Le problème est double: d’une part, de nombreux fournisseurs, après avoir ralenti leur production pendant la pandémie, peinent à répondre à la demande. De l’autre, des facteurs extérieurs, comme des conditions météorologiques défavorables ou des tensions géopolitiques, perturbent encore les livraisons. Les fabricants de moteurs, en particulier, font face à des difficultés persistantes.
Markus Löhn, responsable de l’acquisition des nouveaux avions pour le groupe Lufthansa, ne s'avance pas trop sur la date du premier vol du nouvel A350 de Swiss. La compagnie elle-même s’est montrée évasive dans ses communications.
Le nouvel appareil devrait accueillir ses premiers passagers «cet été». Mais quand exactement? Pas clair. Les autres A350 suivront «progressivement». A quel rythme? Pas clair non plus.
Ce qui est sûr, c'est que plus la livraison prend du temps, plus la commande sera avantageuse pour Swiss, car les retards entraînent des réductions tarifaires.
Coup dur pour Airbus: alors que son rival américain Boeing traverse l’une des pires crises de son histoire avec plusieurs récents accidents, le constructeur européen n’arrive pas à tirer pleinement parti de la situation, en raison de ses propres problèmes d’approvisionnement. Résultat: Airbus a dû revoir à la baisse ses prévisions de production. Aujourd’hui, la liste d’attente pour un A350 atteint une décennie.

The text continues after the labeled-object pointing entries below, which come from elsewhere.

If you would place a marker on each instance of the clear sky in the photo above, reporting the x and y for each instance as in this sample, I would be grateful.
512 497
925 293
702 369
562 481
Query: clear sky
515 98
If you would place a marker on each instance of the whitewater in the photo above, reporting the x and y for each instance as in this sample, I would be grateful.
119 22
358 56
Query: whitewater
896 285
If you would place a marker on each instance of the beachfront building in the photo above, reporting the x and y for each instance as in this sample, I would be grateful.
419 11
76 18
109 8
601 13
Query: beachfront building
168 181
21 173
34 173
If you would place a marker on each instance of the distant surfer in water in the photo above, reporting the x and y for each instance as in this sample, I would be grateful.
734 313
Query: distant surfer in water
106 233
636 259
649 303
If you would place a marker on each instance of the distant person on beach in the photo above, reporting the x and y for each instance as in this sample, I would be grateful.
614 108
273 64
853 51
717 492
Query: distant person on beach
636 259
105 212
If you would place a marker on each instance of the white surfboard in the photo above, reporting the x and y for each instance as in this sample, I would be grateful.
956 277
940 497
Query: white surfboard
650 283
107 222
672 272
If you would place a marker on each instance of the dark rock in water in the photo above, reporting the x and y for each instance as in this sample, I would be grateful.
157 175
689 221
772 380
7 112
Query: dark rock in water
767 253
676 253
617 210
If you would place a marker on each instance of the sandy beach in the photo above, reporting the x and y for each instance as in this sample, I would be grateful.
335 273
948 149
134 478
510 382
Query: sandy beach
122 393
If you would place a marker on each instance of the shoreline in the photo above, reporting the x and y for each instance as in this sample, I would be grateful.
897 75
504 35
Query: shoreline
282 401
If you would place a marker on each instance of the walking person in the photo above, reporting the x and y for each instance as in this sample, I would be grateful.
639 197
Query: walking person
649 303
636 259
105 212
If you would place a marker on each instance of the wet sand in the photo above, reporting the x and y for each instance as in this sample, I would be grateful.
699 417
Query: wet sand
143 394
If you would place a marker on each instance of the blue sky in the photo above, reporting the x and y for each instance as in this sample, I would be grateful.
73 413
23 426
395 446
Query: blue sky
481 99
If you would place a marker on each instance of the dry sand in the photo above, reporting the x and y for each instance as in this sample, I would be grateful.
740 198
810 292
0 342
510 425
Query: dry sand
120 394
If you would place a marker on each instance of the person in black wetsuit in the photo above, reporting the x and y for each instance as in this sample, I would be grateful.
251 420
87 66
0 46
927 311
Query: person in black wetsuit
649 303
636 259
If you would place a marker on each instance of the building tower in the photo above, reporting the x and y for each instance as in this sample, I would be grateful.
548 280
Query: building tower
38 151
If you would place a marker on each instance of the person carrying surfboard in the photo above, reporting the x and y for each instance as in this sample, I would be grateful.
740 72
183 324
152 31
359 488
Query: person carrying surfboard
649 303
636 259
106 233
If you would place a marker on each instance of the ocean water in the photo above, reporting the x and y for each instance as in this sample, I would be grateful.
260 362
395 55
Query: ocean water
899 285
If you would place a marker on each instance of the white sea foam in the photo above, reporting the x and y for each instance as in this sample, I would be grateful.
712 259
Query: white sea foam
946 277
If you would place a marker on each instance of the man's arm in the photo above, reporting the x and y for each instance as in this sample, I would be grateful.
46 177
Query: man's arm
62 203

Malgré ces incertitudes, Swiss promet une nette amélioration du confort à bord. Grâce à la structure en fibre de carbone de l’A350, la cabine bénéficie d’une pressurisation équivalente à une altitude de 1800 mètres, contre 2400 mètres pour un fuselage en aluminium. En d'autres termes: moins de fatigue pour les passagers sur les vols long-courriers. Le bruit en cabine sera également réduit et un nouvel aménagement intérieur est prévu.
Mais avant cela, il faudra patienter encore quelque temps. Le premier A350 de Swiss restera à Toulouse pour les dernières étapes de fabrication, y compris la peinture en rouge et blanc. Impossible de savoir combien de temps cela prendra. Le directeur général de Swiss, Jens Fehlinger, devra attendre encore un peu avant de recevoir les clés symboliques du nouvel appareil.